Data distribution and rebalancing

I have read the official doc about data distribution and the some in-depth discussion on the topic:
https://github.com/apple/foundationdb/blob/master/design/data-distributor-internals.md
https://forums.foundationdb.org/t/keyspace-partitions-performance/168

I have a general concept how sharding is done within FDB based on the doc and discussion. It’s not clear to me how to optimize the performance for my use case of initial batch loading when the FDB is empty.

We have about 32 clients to load data concurrently to a FDB cluster with 9 SS, 3 proxies, and 3 log processes. The data set is split pretty evenly, but we noticed a degrading performance during the run. The first batch of tasks took about 20 to 30 seconds each, while the later batches took about 2 minutes. The data volume is about same (450K entries), and we commit every 30K entries (about 1M on key/value size). We noticed large “Moving data” in status during the run, which is likely happen due to repartition since the FDB is empty in beginning. Here is an example:

Data:
 Replication health   - Healthy (Repartitioning)
 Moving data      - 4.209 GB
 Sum of key-value sizes - 3.365 GB
 Disk space used    - 11.688 GB

So the question is how to avoid/optimize the repartition during initial batch loading when there are dominant write (almost no read) without range allocation on server since it is empty initially? We tried hashed key over original sequential key, but seems not much changed.

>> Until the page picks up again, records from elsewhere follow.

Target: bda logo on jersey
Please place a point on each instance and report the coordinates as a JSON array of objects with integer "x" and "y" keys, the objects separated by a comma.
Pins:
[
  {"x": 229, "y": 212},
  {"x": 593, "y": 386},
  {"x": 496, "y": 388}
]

Since we are using a subspace through directory layer, would it limited the hash effect due to common prefix even it’s short?

Thanks,

Randy

I am interested in this and since this question has been asked for two years, would someone be able to answer it?

You can try temporary disable DD (https://github.com/apple/foundationdb/blob/7.1.43/fdbcli/DataDistributionCommand.actor.cpp#L89)

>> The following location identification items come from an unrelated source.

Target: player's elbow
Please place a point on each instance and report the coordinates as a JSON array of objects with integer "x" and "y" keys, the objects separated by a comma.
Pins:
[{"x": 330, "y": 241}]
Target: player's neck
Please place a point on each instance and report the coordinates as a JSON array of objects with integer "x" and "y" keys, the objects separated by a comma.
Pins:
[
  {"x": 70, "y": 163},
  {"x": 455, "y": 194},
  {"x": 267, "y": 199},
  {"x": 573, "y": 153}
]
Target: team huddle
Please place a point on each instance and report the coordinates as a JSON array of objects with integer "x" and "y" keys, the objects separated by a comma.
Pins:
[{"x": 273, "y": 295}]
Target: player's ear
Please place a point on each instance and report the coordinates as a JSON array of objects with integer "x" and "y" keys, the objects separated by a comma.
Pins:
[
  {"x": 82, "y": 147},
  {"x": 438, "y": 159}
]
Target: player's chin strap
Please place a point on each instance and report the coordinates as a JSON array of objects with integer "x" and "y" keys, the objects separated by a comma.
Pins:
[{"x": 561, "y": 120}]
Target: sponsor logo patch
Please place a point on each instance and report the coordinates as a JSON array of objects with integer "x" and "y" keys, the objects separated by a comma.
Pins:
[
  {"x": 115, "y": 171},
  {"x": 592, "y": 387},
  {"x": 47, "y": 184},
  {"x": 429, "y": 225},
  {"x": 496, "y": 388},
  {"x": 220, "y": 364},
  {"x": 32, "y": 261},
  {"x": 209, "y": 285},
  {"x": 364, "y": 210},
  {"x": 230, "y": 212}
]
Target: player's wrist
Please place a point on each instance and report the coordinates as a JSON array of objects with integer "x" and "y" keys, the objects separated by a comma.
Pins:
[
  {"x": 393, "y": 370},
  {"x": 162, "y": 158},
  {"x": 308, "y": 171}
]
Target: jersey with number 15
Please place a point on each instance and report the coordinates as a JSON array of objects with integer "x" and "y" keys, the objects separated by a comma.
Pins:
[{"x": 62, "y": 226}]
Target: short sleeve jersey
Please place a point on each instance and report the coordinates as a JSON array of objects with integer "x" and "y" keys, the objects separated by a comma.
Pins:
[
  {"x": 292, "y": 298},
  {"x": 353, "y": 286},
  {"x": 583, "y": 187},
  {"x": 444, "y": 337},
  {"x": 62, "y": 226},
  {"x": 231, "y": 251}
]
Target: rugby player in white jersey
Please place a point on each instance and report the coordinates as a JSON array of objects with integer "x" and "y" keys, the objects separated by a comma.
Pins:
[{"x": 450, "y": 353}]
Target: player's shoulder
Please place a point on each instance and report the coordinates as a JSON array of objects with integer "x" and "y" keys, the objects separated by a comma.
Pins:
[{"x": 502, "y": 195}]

Usage: datadistribution <on|off|disable <ssfailure|rebalance>|enable <ssfailure|rebalance>>

Loading data into FDB has the problem you encountered. The reason is that the empty database starts with 3 seed storage servers as a “team”, and the data are written to this one seed “team”. As these 3 storage servers get more data, DD starts to repartition, i.e., load balance, data into other storage servers (by recruiting new storage teams). This repartitioning process is trying to find a split point within a shard, and move a key range out.

So there are at least a couple of problems here.

  1. Initially, not all storage servers are utilized, because the DB starts with just one team. It’d be nice if DD can reacts quickly to recruit many teams and distribute load by assigning key ranges to different teams. In recent releases, we have added changes to allow manually specifying shard boundary keys, which can help to some degree, but we haven’t tested its effectiveness yet. This is on our TODO list.
  2. If the loading is writing data sequentially, then it’s better for DD to figure that out and split the shard at the last key written, i.e., making all new data to form a separate shard on a different team. This might be complicated if the workload uses hashed keys.

The above are all not great news. However, in 7.3, we are introducing “sharded rocksdb” engine, which allows us to load data into FDB via copying RocksDB files. Again, this is work in progress and needs a storage engine change.